I have the following code:
import polars as pl
df = pl.DataFrame({
'name': ['CHECK', 'CASH', 'BAR', 'SET'],
'category1': ['AM', 'EU', 'EU', 'AS'],
'category2': ['CA', 'FR', 'DE', 'CX'],
'quantity': [100, -20, 10, -70],
'exposure': [11, -3, 2, 8]
})
FLT_COLS = ['quantity', 'exposure']
OTHER_COLS = [c for c in df.columns if c not in FLT_COLS]
df_temp = df.select(pl.col(FLT_COLS)).sum()
.with_columns(pl.lit('TOTAL').alias(OTHER_COLS[0]))

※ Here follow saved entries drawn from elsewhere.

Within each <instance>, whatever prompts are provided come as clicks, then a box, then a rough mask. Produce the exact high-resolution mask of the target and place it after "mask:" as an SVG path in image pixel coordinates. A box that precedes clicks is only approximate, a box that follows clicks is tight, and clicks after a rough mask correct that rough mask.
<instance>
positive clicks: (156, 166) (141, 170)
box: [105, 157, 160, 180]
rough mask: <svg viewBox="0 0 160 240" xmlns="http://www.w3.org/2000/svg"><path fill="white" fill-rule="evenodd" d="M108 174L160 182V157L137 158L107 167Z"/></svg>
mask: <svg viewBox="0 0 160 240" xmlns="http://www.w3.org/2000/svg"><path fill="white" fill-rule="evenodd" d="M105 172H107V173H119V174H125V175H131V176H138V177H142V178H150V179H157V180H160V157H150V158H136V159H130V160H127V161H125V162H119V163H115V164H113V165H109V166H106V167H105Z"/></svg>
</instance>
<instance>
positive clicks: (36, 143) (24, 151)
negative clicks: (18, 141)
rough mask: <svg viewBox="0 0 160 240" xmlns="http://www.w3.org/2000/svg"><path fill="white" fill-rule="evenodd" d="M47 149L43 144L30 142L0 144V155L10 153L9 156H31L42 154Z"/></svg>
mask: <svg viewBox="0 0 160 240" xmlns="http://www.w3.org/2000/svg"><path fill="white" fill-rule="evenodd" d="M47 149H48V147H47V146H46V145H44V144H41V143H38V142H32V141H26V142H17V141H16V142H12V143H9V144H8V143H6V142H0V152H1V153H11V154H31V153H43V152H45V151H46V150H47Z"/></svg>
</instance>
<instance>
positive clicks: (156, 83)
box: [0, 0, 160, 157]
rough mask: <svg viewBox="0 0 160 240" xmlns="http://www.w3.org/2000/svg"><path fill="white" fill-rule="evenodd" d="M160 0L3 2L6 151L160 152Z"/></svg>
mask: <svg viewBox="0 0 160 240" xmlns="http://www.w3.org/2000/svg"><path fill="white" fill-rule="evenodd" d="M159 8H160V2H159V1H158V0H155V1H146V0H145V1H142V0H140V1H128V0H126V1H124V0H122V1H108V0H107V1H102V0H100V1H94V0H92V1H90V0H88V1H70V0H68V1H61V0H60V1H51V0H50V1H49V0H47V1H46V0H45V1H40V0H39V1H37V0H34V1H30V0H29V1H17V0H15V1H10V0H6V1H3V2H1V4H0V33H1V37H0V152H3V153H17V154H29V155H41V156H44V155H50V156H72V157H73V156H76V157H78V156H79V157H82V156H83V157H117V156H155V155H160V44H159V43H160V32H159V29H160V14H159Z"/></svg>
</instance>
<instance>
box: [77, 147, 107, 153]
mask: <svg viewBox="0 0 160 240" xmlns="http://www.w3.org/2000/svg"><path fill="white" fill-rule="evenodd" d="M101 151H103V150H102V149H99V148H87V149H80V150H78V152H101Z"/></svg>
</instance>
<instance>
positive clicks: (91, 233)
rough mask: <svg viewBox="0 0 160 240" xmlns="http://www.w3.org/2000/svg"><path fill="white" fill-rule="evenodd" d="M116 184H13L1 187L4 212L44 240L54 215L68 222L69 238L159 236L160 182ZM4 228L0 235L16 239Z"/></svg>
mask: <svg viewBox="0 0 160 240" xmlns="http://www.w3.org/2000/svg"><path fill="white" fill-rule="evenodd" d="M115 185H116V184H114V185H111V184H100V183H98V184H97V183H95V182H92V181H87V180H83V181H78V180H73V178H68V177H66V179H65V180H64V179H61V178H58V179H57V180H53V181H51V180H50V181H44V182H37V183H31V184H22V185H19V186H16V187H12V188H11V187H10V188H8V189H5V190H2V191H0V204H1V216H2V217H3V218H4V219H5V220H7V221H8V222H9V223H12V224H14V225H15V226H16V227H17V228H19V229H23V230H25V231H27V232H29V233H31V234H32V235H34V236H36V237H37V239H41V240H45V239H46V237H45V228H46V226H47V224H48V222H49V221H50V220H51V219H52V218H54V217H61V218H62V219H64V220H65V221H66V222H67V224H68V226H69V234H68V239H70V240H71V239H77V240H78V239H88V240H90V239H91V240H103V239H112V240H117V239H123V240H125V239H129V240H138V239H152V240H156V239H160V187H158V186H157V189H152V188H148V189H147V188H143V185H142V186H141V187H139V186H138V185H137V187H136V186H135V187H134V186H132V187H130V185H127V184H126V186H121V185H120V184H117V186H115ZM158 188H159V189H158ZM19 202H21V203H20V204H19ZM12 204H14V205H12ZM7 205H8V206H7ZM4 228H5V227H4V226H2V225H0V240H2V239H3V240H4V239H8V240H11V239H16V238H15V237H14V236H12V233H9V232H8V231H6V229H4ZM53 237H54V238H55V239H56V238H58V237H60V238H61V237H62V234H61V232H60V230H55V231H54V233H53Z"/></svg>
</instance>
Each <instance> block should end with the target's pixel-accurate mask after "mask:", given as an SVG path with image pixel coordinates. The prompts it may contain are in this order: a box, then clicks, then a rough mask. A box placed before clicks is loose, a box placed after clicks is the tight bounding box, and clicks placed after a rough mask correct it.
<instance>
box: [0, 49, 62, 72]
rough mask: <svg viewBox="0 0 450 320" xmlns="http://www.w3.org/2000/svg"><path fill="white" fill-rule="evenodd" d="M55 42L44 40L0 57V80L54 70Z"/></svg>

.with_columns([pl.lit('').alias(c) for c in OTHER_COLS[1:]])[df.columns]
pl.concat([df, df_temp])
which gives me the desired output
shape: (5, 5)
┌───────┬───────────┬───────────┬──────────┬──────────┐
│ name ┆ category1 ┆ category2 ┆ quantity ┆ exposure │
│ --- ┆ --- ┆ --- ┆ --- ┆ --- │
│ str ┆ str ┆ str ┆ i64 ┆ i64 │
╞═══════╪═══════════╪═══════════╪══════════╪══════════╡
│ CHECK ┆ AM ┆ CA ┆ 100 ┆ 11 │
│ CASH ┆ EU ┆ FR ┆ -20 ┆ -3 │
│ BAR ┆ EU ┆ DE ┆ 10 ┆ 2 │
│ SET ┆ AS ┆ CX ┆ -70 ┆ 8 │
│ TOTAL ┆ ┆ ┆ 20 ┆ 18 │
└───────┴───────────┴───────────┴──────────┴──────────┘
That is, add a row that contains the total sum across a specific list of columns FLT_COLS
, labels the other first column TOTAL
and then puts ""
into the remaining non-summed columns.
Is there a nicer way to add this row? I feel my code looks very clumsy. I also don’t like that I have to specify [df.columns]
to re-order the columns, as this feels very inefficient.